Le second nectar proposé est une édition spéciale de Bunnahabhain. Darach Ur signifie "Chêne Neuf" en gaëlique : cette nouvelle édition limitée de Bunnahabhain a en effet été vieillie intégralement en fûts neufs de chêne américain. Une cuvée rare intégrant des fûts allant jusqu'à 20 ans de vieillissement qui en fait l'un des plus vieux single malts écossais vieillis en fûts neufs. Un malt particulièrement marqué par le fût aux arômes de chêne et d'épices au nez tandis que la bouche se fait plus fruitée sur les agrumes, la vanille épicée, la noix, la cannelle et le clou de girofle. Finale sur le gingembre. Remarquable fraîcheur.

Pour la petite histoire ce flacon provient d'une distillerie Construite selon le modèle d'un château bordelais par les frères Greenlees entre 1881 et 1883. La distillerie Bunnahabhain appartient depuis 1887 au g
roupe Highlands Distillers après avoir opéré sous le nom de Islay Distillery. Agrandie en 1963, elle fut mise en sommeil provisoirement en 1983. Elle eut plus de chance que la distillerie Port Ellen fermée définitivement la même année. Après quelques mois de fermeture pour travaux, la distillerie a été remise en activité à l'automne 2001. La distillerie a été vendue en mai 2003 à Burn Stewart Distillers par Highlands Distillers Co.
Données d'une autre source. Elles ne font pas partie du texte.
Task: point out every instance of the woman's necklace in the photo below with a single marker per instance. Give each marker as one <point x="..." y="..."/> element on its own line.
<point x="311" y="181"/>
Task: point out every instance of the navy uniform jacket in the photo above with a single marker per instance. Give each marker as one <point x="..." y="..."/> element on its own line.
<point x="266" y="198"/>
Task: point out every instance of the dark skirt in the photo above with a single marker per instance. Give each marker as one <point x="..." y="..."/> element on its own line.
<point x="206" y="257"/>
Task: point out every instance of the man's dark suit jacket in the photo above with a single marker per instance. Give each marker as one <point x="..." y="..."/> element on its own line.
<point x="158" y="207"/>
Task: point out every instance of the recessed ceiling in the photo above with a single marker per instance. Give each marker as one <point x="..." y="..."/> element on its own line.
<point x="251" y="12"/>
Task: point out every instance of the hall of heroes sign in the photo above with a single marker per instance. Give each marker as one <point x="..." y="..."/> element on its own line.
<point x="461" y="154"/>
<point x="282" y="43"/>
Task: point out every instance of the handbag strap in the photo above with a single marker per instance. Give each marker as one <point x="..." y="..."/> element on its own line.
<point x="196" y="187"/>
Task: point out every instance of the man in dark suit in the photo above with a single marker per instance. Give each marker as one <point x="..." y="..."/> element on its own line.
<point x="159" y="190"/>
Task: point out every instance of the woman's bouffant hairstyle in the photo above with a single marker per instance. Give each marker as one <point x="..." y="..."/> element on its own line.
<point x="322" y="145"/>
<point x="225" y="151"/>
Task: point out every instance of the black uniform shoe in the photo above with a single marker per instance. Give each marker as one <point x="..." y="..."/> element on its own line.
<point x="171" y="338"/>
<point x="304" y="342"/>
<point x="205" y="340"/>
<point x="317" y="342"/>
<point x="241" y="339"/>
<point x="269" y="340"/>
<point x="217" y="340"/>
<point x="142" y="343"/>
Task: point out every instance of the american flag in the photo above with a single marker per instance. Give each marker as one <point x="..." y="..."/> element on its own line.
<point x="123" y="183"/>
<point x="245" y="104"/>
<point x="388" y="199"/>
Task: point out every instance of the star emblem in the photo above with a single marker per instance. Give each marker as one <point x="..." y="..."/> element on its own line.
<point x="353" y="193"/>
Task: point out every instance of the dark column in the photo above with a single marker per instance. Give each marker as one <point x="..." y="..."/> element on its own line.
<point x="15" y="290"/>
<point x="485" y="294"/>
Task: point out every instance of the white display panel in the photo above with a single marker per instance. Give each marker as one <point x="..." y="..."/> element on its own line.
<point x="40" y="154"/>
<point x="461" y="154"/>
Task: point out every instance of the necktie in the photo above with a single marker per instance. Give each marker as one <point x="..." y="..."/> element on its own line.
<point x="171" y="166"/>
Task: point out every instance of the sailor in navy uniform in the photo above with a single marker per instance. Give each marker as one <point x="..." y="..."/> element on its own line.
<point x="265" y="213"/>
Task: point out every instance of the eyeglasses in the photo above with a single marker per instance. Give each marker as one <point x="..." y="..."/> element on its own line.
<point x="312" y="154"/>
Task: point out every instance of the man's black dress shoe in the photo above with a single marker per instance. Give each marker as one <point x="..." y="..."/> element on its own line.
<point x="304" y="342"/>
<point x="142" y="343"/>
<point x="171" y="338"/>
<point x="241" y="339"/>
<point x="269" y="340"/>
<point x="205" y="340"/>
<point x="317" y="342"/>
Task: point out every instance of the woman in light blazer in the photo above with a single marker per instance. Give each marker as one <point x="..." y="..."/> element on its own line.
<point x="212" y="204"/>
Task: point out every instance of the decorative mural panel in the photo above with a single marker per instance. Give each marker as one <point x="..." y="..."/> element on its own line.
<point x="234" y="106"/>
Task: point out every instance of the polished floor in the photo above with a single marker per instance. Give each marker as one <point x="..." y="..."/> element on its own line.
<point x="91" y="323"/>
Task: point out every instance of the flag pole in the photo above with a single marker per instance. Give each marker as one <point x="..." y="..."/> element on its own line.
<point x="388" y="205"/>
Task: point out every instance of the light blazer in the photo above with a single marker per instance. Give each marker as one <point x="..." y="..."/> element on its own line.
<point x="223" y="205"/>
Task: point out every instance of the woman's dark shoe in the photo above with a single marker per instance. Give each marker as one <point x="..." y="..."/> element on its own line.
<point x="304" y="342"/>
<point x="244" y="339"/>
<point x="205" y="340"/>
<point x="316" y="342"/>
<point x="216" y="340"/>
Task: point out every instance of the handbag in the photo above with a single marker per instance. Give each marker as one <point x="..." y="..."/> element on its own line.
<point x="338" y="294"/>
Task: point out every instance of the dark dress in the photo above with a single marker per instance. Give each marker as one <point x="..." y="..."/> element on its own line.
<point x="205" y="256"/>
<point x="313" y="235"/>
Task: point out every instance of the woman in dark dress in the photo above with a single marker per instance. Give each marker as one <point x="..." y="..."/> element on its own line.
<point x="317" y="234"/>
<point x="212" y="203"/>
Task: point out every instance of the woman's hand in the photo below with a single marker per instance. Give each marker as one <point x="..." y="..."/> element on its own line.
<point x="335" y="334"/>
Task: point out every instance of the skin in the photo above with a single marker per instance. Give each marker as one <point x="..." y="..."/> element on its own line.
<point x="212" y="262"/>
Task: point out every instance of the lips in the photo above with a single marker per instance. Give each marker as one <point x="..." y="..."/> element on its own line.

Burn Stewart a été racheté par une société basée à Trinidad, CL Financial Ltd, qui possède entre autres Angostura. Les autres distilleries appartenant à Burn Stewart sont Tobermory et Deanston 95% de la production est destinée aux assemblages, entre autres Black Bottle et The Famous Grouse.


En conclusion, nous avons encore, et oui, passé une excellente soirée agrémentée de deux superbes whisky et friandises salées et sucrées. Merci encore à nos hôtes et rendez-vous en février chez votre secrétaire.